Walmart’s Negligence Leads to More Worker Deaths in Bangladesh
Over 120 workers were killed in a fire at Bangladeshi textile company, Tazreen Fashions Ltd., which supplies garments to Walmart, late Saturday night. The factory, based in the Bangladeshi capital of Dhaka, had been deemed “high risk” by one of Walmart’s own contracted assessors, and yet the company still bought goods from them.
This latest round of worker deaths along Walmart’s supply chain demonstrates the company’s unwillingness to implement its own ethical sourcing standards in a meaningful way. It comes months after seafood guestworkers supplying to Walmart walked out after exposing forced labor right here in the country; weeks after the company’s US based warehouse workers went on strike after experiencing retaliation for demanding Walmart resolve similar health/safety conditions in California and Illinois; and only days after Walmart’s associates went on strike against similar unfair labor practices in the stores.

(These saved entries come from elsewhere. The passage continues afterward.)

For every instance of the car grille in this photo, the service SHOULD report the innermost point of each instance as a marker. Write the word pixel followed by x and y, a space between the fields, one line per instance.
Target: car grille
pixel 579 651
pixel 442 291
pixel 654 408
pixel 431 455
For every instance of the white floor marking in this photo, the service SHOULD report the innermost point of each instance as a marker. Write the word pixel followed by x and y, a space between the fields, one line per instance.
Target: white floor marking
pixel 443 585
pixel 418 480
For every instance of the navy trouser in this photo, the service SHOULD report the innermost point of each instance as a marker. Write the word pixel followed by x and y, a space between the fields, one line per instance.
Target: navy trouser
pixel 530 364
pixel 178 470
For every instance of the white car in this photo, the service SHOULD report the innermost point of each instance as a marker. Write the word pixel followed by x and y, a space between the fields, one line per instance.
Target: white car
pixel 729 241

Saturday’s tragedy was unfortunately not the first time a fire has killed Walmart supply-chain workers in Bangladesh. Walmart suppliers in the country have a history of locking external doors to keep workers in the building, and of having no emergency exits in the event of a fire. Less than 2 years ago on December 10, 2011, a similar fire broke out in another textile factory—killing 21 workers, many of them jumping to their deaths. In response garment workers from the Bangladesh Worker Solidarity Center toured the US in an effort to hold WalMart and other multinational corporations that buy garments from Bangladeshi suppliers accountable for the treatment and conditions of workers.
At that time, Jobs with Justice joined many others in asking Walmart to more aggressively monitor the safety conditions in these factories and stop buying clothing from unsafe facilities. JwJ activists also signed petitions demanding support for worker leaders who were facing violent retaliation. Walmart did nothing, and shortly afterwards, Bangladeshi labor activist Aminul Islam was murdered for his trade union activism.
Last week’s Black Friday actions and the fear they instilled in Walmart executives demonstrated what was possible if we join together across sector and community to expand the rights/protections of Walmart workers from factory to store. Only through more widespread collective action will we be able to change Walmart. And only by holding Walmart accountable will we be able to improve the conditions of workers worldwide.
OUR Walmart associates, warehouse workers and community leaders have stood in solidarity with Bangladeshi workers before. And like Cynthia Murray of OUR Walmart said in a speech earlier this year, we won’t stop until all workers win justice.